Secondo i dati dell’Organizzazione mondiale della sanità (OMS) il fumo di tabacco rappresenta la seconda causa di morte nel mondo e la principale causa di morte evitabile. L’OMS calcola che quasi 6 milioni di persone perdono la vita ogni anno per i danni da tabagismo, un decimo delle quali (600.000) sono non fumatori esposti al fumo passivo. Il fumo uccide una persona ogni sei secondi ed è a tutti gli effetti un’epidemia fra le peggiori mai affrontate a livello globale (nella foto un manifesto che ricorda i 100 milioni di morti da fumo del XX secolo, destianti a decuplicarsi). Per il fumo – come per tutte le altre dipendenze – prevenire è meglio che curare. Però, come? I buoni esempi non mancano, dal Piemonte alla California.

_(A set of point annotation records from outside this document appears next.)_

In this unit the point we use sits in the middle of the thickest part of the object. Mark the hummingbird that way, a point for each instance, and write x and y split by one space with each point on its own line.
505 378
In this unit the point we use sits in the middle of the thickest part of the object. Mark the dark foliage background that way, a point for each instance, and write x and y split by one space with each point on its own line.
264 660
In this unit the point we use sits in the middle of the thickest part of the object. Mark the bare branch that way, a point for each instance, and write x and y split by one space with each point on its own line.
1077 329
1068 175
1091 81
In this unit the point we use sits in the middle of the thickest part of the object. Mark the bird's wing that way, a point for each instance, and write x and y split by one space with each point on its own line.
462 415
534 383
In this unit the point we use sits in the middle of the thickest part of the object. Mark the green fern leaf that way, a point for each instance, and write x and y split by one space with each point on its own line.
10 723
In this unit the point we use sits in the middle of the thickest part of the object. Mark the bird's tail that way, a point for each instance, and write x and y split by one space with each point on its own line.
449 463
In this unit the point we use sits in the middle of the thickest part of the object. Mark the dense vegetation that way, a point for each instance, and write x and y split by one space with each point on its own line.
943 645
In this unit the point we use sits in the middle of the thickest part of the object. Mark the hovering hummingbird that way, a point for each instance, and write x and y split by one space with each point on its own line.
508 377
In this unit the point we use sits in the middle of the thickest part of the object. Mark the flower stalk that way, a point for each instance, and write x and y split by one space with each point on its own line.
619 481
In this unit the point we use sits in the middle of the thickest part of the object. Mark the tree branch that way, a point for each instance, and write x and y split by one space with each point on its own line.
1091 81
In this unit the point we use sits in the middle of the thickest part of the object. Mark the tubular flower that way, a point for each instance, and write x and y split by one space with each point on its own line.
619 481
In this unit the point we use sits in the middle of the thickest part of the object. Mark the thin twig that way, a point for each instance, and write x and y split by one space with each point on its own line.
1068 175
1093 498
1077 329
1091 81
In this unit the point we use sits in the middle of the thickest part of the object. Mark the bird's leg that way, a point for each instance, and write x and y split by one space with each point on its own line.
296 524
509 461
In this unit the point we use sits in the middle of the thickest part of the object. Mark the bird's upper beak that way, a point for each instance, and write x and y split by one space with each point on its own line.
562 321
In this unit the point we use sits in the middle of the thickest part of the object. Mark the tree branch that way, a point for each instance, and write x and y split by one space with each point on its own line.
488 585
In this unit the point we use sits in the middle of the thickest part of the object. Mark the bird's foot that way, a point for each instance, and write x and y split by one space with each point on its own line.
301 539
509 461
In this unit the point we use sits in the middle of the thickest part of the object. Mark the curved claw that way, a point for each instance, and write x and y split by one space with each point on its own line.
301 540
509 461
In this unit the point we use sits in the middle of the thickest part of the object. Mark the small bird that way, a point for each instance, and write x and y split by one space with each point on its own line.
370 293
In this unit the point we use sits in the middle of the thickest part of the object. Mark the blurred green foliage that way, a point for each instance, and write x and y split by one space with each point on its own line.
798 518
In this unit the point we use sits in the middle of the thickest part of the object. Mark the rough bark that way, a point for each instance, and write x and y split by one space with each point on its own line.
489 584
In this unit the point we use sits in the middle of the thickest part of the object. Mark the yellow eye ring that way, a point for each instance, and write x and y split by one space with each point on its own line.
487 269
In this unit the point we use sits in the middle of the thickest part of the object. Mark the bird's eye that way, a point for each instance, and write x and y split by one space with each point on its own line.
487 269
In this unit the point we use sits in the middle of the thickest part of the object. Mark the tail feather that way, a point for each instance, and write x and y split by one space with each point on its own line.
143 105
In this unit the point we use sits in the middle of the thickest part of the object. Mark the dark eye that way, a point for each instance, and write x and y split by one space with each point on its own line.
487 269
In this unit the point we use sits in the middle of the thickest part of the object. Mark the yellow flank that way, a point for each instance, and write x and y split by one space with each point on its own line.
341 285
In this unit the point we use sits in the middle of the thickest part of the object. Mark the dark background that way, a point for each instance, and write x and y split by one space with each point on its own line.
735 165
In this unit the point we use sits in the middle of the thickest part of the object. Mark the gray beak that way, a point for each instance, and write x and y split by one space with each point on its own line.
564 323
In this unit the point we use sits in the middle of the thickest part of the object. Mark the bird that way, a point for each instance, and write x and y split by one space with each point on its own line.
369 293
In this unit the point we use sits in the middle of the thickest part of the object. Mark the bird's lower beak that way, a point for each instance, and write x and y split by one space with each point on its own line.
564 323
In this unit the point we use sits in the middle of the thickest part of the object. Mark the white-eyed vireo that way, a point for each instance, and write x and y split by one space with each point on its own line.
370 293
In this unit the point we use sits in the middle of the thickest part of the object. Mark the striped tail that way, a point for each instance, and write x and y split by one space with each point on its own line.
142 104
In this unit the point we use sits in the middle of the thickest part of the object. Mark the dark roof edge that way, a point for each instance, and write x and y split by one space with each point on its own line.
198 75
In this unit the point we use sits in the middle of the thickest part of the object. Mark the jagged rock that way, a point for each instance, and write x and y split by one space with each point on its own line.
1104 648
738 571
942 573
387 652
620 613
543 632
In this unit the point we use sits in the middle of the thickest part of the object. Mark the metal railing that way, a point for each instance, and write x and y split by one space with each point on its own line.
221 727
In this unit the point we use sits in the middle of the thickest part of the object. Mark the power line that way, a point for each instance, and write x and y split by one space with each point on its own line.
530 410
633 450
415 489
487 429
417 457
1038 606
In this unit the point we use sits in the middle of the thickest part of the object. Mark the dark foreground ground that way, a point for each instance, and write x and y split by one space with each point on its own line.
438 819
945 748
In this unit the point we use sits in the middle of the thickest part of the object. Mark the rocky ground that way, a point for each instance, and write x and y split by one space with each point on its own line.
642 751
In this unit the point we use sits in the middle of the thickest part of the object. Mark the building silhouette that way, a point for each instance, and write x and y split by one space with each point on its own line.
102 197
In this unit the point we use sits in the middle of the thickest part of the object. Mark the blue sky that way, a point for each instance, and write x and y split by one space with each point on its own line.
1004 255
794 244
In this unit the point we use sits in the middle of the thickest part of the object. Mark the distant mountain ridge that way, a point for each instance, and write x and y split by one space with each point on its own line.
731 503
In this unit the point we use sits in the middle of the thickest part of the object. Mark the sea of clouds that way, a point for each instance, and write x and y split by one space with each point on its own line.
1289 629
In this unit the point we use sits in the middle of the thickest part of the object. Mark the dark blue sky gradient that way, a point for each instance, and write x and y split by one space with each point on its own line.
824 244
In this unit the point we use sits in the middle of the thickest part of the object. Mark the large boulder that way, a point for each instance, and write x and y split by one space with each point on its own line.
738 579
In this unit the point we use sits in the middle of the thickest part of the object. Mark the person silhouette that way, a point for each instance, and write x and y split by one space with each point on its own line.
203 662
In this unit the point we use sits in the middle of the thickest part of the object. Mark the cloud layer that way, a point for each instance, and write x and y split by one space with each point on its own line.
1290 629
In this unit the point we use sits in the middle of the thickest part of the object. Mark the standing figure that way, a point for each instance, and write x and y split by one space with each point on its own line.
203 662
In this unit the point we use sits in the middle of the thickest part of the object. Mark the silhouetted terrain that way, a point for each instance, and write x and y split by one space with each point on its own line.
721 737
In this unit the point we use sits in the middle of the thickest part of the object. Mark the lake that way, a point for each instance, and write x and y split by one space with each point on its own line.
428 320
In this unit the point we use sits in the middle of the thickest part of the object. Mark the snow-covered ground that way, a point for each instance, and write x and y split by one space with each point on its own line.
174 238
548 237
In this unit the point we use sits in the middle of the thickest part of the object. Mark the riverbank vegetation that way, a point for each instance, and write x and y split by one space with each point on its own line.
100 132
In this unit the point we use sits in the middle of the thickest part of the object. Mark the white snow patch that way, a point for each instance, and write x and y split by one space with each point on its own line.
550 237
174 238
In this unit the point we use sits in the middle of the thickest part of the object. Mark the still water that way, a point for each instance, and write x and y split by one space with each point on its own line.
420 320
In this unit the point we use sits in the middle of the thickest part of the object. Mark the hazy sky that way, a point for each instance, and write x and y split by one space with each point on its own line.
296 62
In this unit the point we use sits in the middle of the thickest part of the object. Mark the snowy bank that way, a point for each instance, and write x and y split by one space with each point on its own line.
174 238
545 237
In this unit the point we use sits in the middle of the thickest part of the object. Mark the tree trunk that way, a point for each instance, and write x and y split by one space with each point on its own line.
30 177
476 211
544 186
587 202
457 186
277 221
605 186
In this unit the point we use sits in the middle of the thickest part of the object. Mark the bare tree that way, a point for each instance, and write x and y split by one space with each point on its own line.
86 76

Dal alcuni anni la regione Piemonte ha adottato un Piano Regionale Anti Tabacco. Fabrizio Faggiano, dell’Osservatorio Epidemiologico delle Dipendenze, ha descritto la situazione del tabagismo in Piemonte. Nel 2004 il 25% dei piemontesi fumava, 1 su 4, con due conseguenze; la prima: oltre il 12% della mortalità nella regione era da attribuire al tabacco; la seconda: i fumatori perdevano mediamente 10 anni di vita rispetto a chi non fumava (Doll 2004). Con l’entrata in vigore del piano anti fumo, in Piemonte si intendono raggiungere alcuni obiettivi strategici: 1) diminuire il numero di chi inizia a fumare (del 10 % in 5 anni); 2) ridurre la percentuale dei fumatori adulti (del 10 % in 5 anni); 3) stabilizzare la tendenza di aumento delle differenze sociali; 4) aumentare gli spazi sociali e lavorativi senza fumo; 5) sensibilizzare i genitori per limitare l’esposizione in età infantile; 6) creare una cultura per una regione senza fumo. Sono stati attivati diversi interventi per prevenire l’inizio dell’abitudine al fumo tra i giovani (nella scuola); interventi comunitari per favorire la disassuefazione al fumo di tabacco (campagne informative); interventi clinici per identificare e trattare la dipendenza da tabacco, con i medici di medicina generale e con i centri anti-fumo; interventi comunitari per ridurre l’esposizione al fumo passivo. Tutto questo alla luce del fatto che il fumo è ormai considerato una vera e propria dipendenza patologica ed una malattia cronico-recidivante, cioè una patologia che presenta un progressivo peggioramento e la possibilità di ricadute. In compenso, dopo un periodo variabile da 2 a 15 anni di astensione dal fumo, si può tornare ad una situazione di rischio paragonabile ai non fumatori; ben venga il modello piemontese e che diventi il modello italiano.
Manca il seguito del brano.